Tuesday, 18 September 2012


A strong silent type stunt driver by day and by night a gateway driver (Ryan Gosling) stars in what I would call a modern masterpiece with an elegant style of the 1980’s artistic neon elegance. A thrilling car chase film about a loner who falls in love with his neighbour Irene (Carey Mulligan). Her ex-convict husband Standard (Oscar Isaac) is in debt with the dangerous underworld Mafia. Driver offers to be a gateway driver for a heist that would pay off the debt goes horribly wrong and the Driver finds himself targeted by the Mafia. Not being able to kill the Driver and get their money back they turn to the two people he ever loved Irene and her son.
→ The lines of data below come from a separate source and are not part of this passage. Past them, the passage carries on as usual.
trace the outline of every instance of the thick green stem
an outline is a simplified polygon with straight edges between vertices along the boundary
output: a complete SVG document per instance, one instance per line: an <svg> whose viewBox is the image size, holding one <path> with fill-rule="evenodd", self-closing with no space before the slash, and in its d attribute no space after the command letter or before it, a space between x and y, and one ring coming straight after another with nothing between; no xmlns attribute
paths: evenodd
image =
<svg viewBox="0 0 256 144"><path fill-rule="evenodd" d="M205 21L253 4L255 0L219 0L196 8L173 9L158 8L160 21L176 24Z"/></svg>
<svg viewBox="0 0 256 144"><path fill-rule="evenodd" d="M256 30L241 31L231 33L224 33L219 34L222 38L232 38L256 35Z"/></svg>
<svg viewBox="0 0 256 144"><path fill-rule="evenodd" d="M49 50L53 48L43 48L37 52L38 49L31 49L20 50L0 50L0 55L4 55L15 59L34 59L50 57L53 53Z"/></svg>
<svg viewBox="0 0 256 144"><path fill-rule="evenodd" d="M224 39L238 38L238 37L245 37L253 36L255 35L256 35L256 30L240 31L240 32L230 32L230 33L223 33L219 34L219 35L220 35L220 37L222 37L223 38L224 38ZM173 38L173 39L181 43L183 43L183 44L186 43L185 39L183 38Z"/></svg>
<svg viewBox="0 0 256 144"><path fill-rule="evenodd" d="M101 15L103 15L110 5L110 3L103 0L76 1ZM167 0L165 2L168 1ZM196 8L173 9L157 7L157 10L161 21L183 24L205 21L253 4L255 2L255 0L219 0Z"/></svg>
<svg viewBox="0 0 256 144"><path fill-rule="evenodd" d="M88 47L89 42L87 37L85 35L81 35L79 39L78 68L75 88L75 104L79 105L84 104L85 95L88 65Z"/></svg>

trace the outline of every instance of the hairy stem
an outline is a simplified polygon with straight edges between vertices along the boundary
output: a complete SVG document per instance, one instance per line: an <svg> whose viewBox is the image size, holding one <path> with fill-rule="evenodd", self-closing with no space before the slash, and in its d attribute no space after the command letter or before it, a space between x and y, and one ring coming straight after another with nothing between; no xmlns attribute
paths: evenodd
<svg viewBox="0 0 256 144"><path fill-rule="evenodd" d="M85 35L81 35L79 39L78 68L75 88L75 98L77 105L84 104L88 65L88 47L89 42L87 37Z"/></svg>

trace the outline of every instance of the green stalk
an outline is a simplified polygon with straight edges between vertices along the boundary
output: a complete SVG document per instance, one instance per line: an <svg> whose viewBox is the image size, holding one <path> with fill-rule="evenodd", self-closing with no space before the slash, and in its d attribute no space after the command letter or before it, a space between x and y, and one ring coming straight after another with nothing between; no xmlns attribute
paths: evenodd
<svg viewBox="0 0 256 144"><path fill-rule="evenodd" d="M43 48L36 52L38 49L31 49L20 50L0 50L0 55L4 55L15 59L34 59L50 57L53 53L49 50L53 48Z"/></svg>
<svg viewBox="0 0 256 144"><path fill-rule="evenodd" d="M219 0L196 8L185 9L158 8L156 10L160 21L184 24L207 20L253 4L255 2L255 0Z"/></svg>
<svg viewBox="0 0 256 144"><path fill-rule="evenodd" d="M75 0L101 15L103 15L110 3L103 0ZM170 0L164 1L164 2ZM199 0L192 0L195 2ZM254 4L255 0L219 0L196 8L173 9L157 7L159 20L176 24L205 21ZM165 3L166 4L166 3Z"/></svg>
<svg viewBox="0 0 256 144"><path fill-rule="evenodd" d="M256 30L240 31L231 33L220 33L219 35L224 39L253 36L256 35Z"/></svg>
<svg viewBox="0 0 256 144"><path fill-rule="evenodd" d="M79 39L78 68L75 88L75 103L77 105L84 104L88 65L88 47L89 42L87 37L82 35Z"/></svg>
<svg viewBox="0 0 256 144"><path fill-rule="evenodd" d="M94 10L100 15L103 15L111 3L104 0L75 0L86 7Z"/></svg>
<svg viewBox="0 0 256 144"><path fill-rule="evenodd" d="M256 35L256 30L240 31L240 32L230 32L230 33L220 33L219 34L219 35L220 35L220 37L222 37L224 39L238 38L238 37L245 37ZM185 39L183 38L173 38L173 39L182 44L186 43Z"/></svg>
Personally I see Drive as a film that has barely any dialog and that the entire film is driven by beautifully shot sequence, breath taking cinematography and the elegant 80’s style. What made Drive really stand out for me most was the line between Romance and Violence.  The elevator scene is a sequence where there is no dialog and only emotions is used to reflect the imagery on the screen. When one of Mafia hit-man walks into the elevator the Driver gently pushes Irene back and kisses her. Here we see one side of the Driver as a white knight and shining armour hero but within the same sequence we see a psychotic killer who smashes the hit-man’s skull in, a side that Irene has never seen before. This reminds the viewers that the Driver has a murderous rage and is not afraid to embrace it. This elevator sequence is very defining character moment in sense that we see the romantic side of the Driver kissing Irene for the first and last time and straight away we see him become a monster crushing the Hit-man’s face. This entire sequence is done with no dialog and just movement and what makes it so beautiful is that all emotions shown through movement; caring when he gently pushes Irene back, love when he kisses her and rage when he kills the Hit-man. Though Drive is set in a present day LA the film’s atmosphere is heavily influenced in a 1980’s style. Drive very much has a neo noir nostalgic 80’s elegance to it; with its neon bright pink opening credits that looks similar to Roger Donaldson 1988 Cocktails or Paul Brickman’s 1983 Risky Business. The soundtrack also is a reminder of a 80’s electronic pop with synthesizer tones.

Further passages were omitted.